Consider the following details when transferring block storage to object storage:

  • By default, symbolic links follow and replicate to the object storage, but a deep rather than shallow copy performs. Upon restoration, it destroys symlinks.
  • As with object storage replication, cloning into a subdirectory of the bucket is destructive. Ensure that the bucket is available exclusively for your volume.

Restore from object storage to block storage

Allocate a PV

To restore block storage from an object storage endpoint, follow these steps:

  1. Allocate a persistent volume to target in the restore. Use a PVC to allocate the volume, as shown in the following example:

    apiVersion: v1
    kind: PersistentVolumeClaim
    metadata:
      name: restore-pvc
      namespace: restore-ns
    spec:
      storageClassName: "default"
      accessModes:
    ReadWriteOnce
      resources:
        requests:
          storage: 1Gi # Need sufficient capacity for full restoration.
    
  2. Check the status of the PVC:

    kubectl get pvc restore-pvc -n restore-ns
    

    After the PVC is in a Bound state, it is ready to consume inside the Pod that rehydrates it.

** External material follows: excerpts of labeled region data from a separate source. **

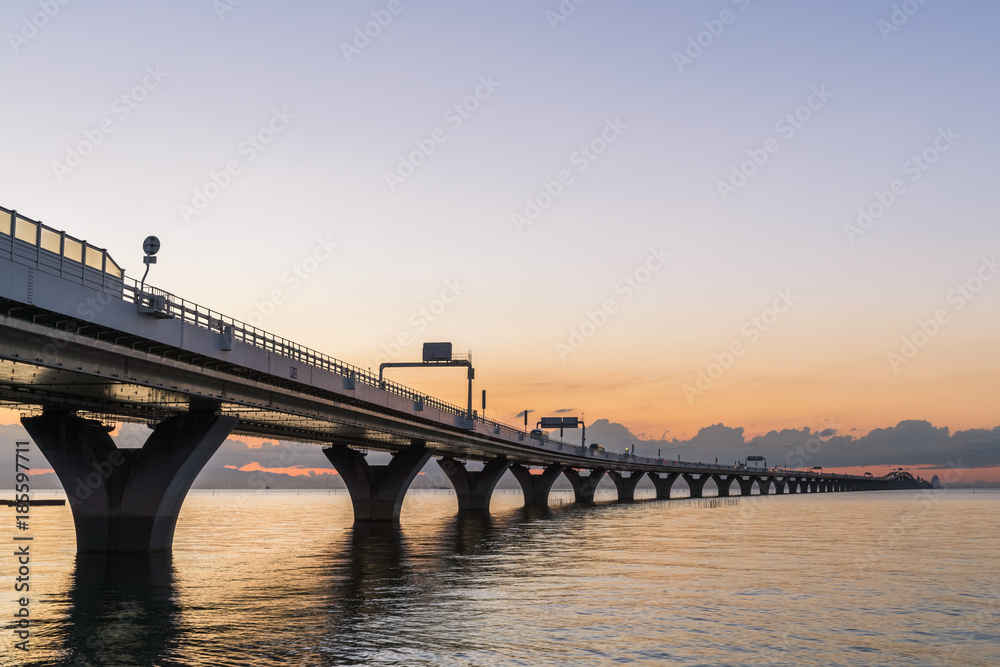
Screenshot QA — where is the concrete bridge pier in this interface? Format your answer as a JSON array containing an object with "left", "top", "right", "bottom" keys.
[
  {"left": 323, "top": 440, "right": 431, "bottom": 523},
  {"left": 608, "top": 470, "right": 646, "bottom": 501},
  {"left": 21, "top": 409, "right": 238, "bottom": 553},
  {"left": 683, "top": 473, "right": 712, "bottom": 498},
  {"left": 563, "top": 468, "right": 608, "bottom": 505},
  {"left": 646, "top": 472, "right": 681, "bottom": 500},
  {"left": 438, "top": 457, "right": 510, "bottom": 512},
  {"left": 510, "top": 463, "right": 563, "bottom": 507},
  {"left": 712, "top": 475, "right": 736, "bottom": 498}
]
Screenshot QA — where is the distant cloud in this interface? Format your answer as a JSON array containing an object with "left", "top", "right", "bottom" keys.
[{"left": 587, "top": 419, "right": 1000, "bottom": 468}]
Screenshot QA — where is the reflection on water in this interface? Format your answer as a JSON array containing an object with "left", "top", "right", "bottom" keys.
[
  {"left": 0, "top": 492, "right": 1000, "bottom": 666},
  {"left": 60, "top": 554, "right": 178, "bottom": 667}
]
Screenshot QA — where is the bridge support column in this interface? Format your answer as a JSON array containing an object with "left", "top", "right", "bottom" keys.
[
  {"left": 608, "top": 470, "right": 646, "bottom": 501},
  {"left": 563, "top": 468, "right": 608, "bottom": 505},
  {"left": 438, "top": 458, "right": 510, "bottom": 512},
  {"left": 510, "top": 463, "right": 562, "bottom": 507},
  {"left": 683, "top": 473, "right": 712, "bottom": 498},
  {"left": 323, "top": 442, "right": 431, "bottom": 523},
  {"left": 21, "top": 411, "right": 238, "bottom": 553},
  {"left": 646, "top": 472, "right": 681, "bottom": 500},
  {"left": 712, "top": 475, "right": 736, "bottom": 498}
]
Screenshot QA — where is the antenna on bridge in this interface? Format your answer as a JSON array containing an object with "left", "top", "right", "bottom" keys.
[{"left": 139, "top": 236, "right": 160, "bottom": 294}]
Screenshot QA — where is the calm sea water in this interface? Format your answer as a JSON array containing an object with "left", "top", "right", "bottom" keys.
[{"left": 0, "top": 491, "right": 1000, "bottom": 667}]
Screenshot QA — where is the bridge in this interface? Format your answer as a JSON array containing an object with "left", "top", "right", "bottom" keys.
[{"left": 0, "top": 207, "right": 921, "bottom": 552}]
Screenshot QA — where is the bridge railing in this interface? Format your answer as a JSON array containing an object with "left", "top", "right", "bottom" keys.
[
  {"left": 122, "top": 276, "right": 540, "bottom": 444},
  {"left": 0, "top": 206, "right": 125, "bottom": 296}
]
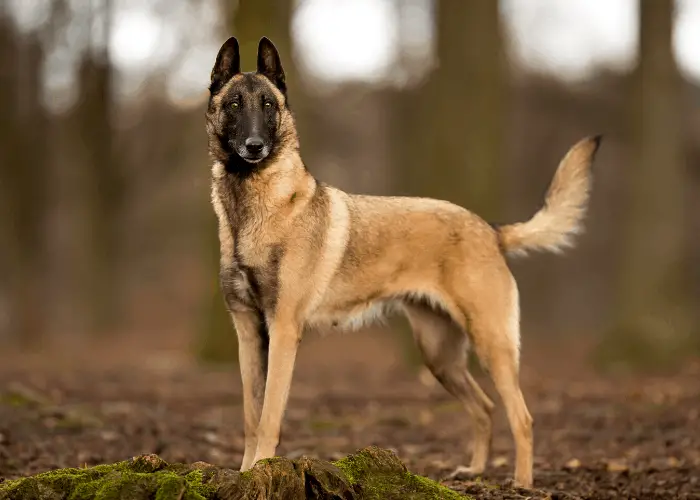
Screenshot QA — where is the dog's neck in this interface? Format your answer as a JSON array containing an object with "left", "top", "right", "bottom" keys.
[{"left": 212, "top": 148, "right": 317, "bottom": 211}]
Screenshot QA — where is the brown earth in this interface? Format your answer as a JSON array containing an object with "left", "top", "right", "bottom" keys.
[{"left": 0, "top": 333, "right": 700, "bottom": 499}]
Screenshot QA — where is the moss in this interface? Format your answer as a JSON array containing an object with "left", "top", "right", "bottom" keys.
[
  {"left": 333, "top": 446, "right": 464, "bottom": 500},
  {"left": 0, "top": 455, "right": 215, "bottom": 500},
  {"left": 0, "top": 447, "right": 464, "bottom": 500}
]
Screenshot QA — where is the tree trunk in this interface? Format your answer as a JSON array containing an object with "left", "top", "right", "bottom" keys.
[
  {"left": 0, "top": 17, "right": 49, "bottom": 347},
  {"left": 77, "top": 0, "right": 124, "bottom": 335},
  {"left": 601, "top": 0, "right": 690, "bottom": 372}
]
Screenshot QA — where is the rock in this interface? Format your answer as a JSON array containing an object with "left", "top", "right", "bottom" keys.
[{"left": 0, "top": 446, "right": 464, "bottom": 500}]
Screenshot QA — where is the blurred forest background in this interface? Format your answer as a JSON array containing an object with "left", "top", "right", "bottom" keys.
[{"left": 0, "top": 0, "right": 700, "bottom": 374}]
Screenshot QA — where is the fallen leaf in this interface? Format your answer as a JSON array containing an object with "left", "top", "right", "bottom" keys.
[
  {"left": 564, "top": 458, "right": 581, "bottom": 470},
  {"left": 607, "top": 460, "right": 630, "bottom": 472}
]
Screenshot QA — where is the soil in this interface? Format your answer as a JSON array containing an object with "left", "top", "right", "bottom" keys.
[{"left": 0, "top": 332, "right": 700, "bottom": 499}]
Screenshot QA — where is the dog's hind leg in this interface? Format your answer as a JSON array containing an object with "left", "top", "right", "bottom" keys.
[
  {"left": 405, "top": 303, "right": 494, "bottom": 474},
  {"left": 463, "top": 272, "right": 533, "bottom": 488}
]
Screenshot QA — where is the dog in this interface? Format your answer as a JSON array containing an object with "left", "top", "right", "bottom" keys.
[{"left": 206, "top": 37, "right": 601, "bottom": 488}]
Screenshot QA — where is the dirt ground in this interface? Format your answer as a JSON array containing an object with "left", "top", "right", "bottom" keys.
[{"left": 0, "top": 333, "right": 700, "bottom": 499}]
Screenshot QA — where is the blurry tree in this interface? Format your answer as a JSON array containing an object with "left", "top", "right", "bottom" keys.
[
  {"left": 0, "top": 7, "right": 49, "bottom": 347},
  {"left": 75, "top": 0, "right": 125, "bottom": 334},
  {"left": 199, "top": 0, "right": 310, "bottom": 363},
  {"left": 391, "top": 0, "right": 508, "bottom": 368},
  {"left": 598, "top": 0, "right": 690, "bottom": 365},
  {"left": 393, "top": 0, "right": 507, "bottom": 220}
]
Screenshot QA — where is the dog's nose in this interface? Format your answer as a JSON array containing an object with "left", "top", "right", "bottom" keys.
[{"left": 245, "top": 137, "right": 263, "bottom": 154}]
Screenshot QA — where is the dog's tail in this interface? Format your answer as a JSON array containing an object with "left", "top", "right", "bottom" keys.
[{"left": 497, "top": 135, "right": 602, "bottom": 255}]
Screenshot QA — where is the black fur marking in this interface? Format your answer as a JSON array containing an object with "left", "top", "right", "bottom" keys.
[
  {"left": 209, "top": 37, "right": 241, "bottom": 95},
  {"left": 258, "top": 37, "right": 287, "bottom": 95}
]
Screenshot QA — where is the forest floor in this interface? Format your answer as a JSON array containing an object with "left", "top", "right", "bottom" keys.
[{"left": 0, "top": 333, "right": 700, "bottom": 499}]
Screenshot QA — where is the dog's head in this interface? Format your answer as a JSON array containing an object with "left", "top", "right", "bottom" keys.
[{"left": 206, "top": 37, "right": 296, "bottom": 172}]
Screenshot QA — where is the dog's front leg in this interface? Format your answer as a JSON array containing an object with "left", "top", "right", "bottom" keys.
[
  {"left": 254, "top": 320, "right": 301, "bottom": 462},
  {"left": 231, "top": 311, "right": 269, "bottom": 471}
]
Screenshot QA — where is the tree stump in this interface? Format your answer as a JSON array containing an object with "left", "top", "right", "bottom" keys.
[{"left": 0, "top": 446, "right": 465, "bottom": 500}]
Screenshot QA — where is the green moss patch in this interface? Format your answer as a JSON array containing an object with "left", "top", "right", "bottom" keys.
[{"left": 0, "top": 447, "right": 465, "bottom": 500}]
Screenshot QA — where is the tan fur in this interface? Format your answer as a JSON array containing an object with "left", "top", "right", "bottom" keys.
[
  {"left": 500, "top": 140, "right": 598, "bottom": 255},
  {"left": 207, "top": 42, "right": 598, "bottom": 487}
]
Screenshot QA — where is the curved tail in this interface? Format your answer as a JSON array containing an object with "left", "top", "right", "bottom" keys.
[{"left": 497, "top": 135, "right": 602, "bottom": 255}]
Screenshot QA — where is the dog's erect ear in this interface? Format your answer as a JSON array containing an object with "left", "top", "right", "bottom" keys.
[
  {"left": 258, "top": 37, "right": 287, "bottom": 94},
  {"left": 209, "top": 37, "right": 241, "bottom": 94}
]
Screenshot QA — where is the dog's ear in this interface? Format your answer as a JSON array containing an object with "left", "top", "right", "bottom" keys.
[
  {"left": 209, "top": 36, "right": 241, "bottom": 94},
  {"left": 258, "top": 37, "right": 287, "bottom": 94}
]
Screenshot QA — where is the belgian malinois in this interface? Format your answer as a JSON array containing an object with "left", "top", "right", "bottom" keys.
[{"left": 206, "top": 37, "right": 600, "bottom": 487}]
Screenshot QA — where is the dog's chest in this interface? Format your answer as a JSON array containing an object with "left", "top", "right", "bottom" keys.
[{"left": 212, "top": 180, "right": 283, "bottom": 312}]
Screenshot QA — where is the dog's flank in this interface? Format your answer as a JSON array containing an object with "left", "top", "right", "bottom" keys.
[{"left": 206, "top": 38, "right": 600, "bottom": 487}]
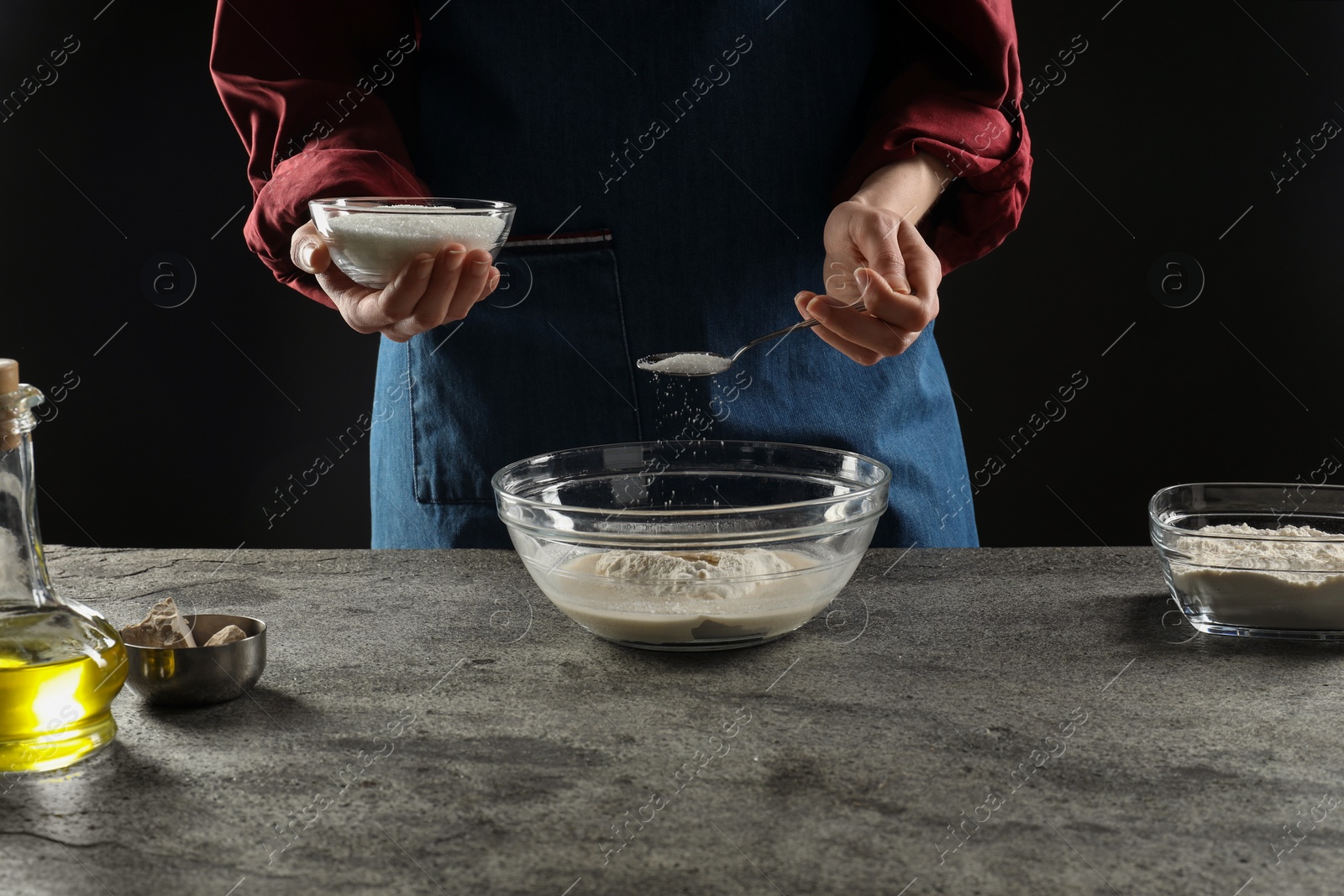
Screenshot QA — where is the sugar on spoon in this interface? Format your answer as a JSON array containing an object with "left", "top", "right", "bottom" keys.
[{"left": 636, "top": 298, "right": 865, "bottom": 376}]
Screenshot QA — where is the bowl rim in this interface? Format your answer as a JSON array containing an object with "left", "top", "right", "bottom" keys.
[
  {"left": 307, "top": 196, "right": 517, "bottom": 215},
  {"left": 117, "top": 612, "right": 266, "bottom": 650},
  {"left": 1147, "top": 482, "right": 1344, "bottom": 544},
  {"left": 491, "top": 439, "right": 892, "bottom": 521}
]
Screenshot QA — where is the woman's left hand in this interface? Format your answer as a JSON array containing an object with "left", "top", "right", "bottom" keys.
[{"left": 793, "top": 157, "right": 945, "bottom": 365}]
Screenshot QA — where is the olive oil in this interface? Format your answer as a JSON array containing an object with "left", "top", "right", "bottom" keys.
[
  {"left": 0, "top": 607, "right": 126, "bottom": 773},
  {"left": 0, "top": 358, "right": 126, "bottom": 773}
]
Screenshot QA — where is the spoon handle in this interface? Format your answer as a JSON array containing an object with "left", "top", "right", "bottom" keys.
[{"left": 732, "top": 298, "right": 867, "bottom": 360}]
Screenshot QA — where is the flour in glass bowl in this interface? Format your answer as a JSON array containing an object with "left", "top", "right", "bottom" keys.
[
  {"left": 538, "top": 548, "right": 862, "bottom": 645},
  {"left": 1171, "top": 522, "right": 1344, "bottom": 631}
]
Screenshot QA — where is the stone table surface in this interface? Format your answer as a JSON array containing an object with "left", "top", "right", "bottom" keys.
[{"left": 0, "top": 547, "right": 1344, "bottom": 896}]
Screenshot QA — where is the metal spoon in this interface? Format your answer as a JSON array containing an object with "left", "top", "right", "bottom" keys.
[{"left": 636, "top": 298, "right": 865, "bottom": 376}]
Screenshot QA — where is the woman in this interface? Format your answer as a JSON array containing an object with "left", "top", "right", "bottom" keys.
[{"left": 211, "top": 0, "right": 1031, "bottom": 547}]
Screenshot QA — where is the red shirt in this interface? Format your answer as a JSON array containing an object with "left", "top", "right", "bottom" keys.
[{"left": 210, "top": 0, "right": 1031, "bottom": 307}]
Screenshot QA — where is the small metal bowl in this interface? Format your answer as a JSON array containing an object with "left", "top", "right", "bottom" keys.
[{"left": 126, "top": 612, "right": 266, "bottom": 706}]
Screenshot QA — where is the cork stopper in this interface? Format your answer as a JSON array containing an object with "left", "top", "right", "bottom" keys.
[{"left": 0, "top": 358, "right": 23, "bottom": 451}]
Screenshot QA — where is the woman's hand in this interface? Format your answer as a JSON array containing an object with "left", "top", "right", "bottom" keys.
[
  {"left": 289, "top": 222, "right": 500, "bottom": 343},
  {"left": 793, "top": 153, "right": 952, "bottom": 365}
]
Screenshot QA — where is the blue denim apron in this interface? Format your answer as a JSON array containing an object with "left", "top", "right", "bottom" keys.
[{"left": 371, "top": 0, "right": 977, "bottom": 548}]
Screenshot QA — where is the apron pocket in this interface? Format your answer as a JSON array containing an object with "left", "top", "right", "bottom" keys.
[{"left": 407, "top": 233, "right": 640, "bottom": 504}]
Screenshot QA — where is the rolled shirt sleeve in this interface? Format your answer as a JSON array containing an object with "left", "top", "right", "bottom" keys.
[
  {"left": 836, "top": 0, "right": 1031, "bottom": 274},
  {"left": 210, "top": 0, "right": 430, "bottom": 307}
]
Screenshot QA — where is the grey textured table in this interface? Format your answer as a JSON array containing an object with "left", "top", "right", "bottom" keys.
[{"left": 0, "top": 548, "right": 1344, "bottom": 896}]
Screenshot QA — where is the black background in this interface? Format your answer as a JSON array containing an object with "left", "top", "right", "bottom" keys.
[{"left": 0, "top": 0, "right": 1344, "bottom": 548}]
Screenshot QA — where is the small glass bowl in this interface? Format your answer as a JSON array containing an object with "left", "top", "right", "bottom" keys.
[
  {"left": 1147, "top": 482, "right": 1344, "bottom": 641},
  {"left": 307, "top": 196, "right": 517, "bottom": 289},
  {"left": 492, "top": 441, "right": 891, "bottom": 650}
]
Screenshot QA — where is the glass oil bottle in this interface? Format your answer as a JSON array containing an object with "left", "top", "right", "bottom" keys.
[{"left": 0, "top": 359, "right": 126, "bottom": 773}]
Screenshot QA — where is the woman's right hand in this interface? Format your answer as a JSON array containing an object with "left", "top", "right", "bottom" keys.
[{"left": 289, "top": 222, "right": 500, "bottom": 343}]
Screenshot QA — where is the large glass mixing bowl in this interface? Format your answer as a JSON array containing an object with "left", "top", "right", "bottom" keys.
[{"left": 492, "top": 441, "right": 891, "bottom": 650}]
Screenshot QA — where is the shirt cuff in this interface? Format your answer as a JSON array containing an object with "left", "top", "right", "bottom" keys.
[
  {"left": 244, "top": 149, "right": 430, "bottom": 307},
  {"left": 836, "top": 94, "right": 1031, "bottom": 275}
]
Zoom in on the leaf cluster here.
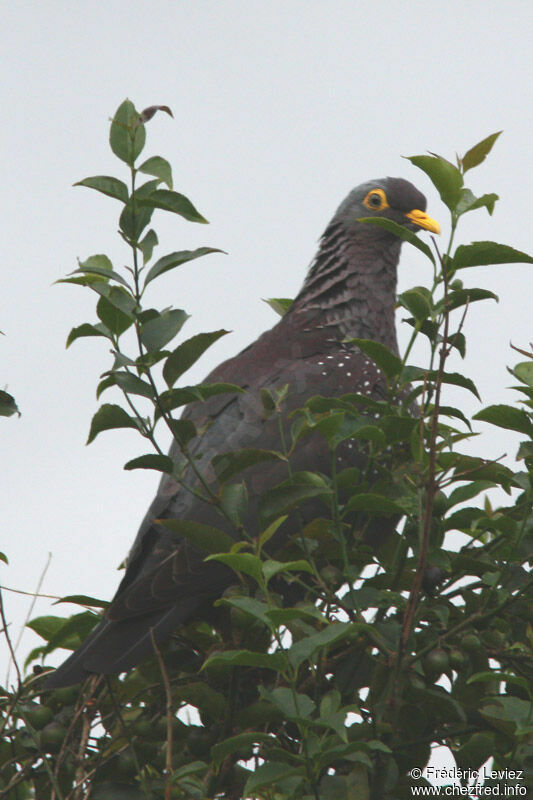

  3. If a Stateful set eventually consumes the PV, you must match the rendered StatefulSet PVCs. The Pods that StatefulSet produces consumes the hydrated volumes. The following example shows volume claim templates in a StatefulSet named ss.

      volumeClaimTemplates:
      - metadata:
          name: pvc-name
        spec:
          accessModes: [ "ReadWriteOnce" ]
          storageClassName: "default"
          resources:
            requests:
              storage: 1Gi
    
  4. Pre-allocate PVCs with names such as ss-pvc-name-0 and ss-pvc-name-1 to ensure that the resultant Pods consume the pre-allocated volumes.

Hydrate the PV

After the PVC is bound to a PV, start the Job to populate the PV:

apiVersion: batch/v1
kind: Job
metadata:
  name: transfer-job
  namespace: transfer
spec:
  template:
    spec:
      serviceAccountName: data-transfer-sa
      volumes:
      - name: data-transfer-restore-volume
        persistentVolumeClaim:
          claimName: restore-pvc
      containers:
      - name: storage-transfer-pod
        image: storage-transfer
        command:
        - /storage-transfer
        args:
        - --src_endpoint=https://your-src-endpoint.com
        - --src_path=/your-src-bucket
        - --src_credentials=transfer/src-secret
        - --dst_path=/restore-pv-mnt-path
        - --src_type=s3
        - --dst_type=local
      volumeMounts:
      - mountPath: /restore-pv-mnt-path
        name: data-transfer-restore-volume

After the Job has finished running, the data from the object storage bucket populates the volume. A separate Pod can consume the data by using the same standard mechanisms for mounting a volume.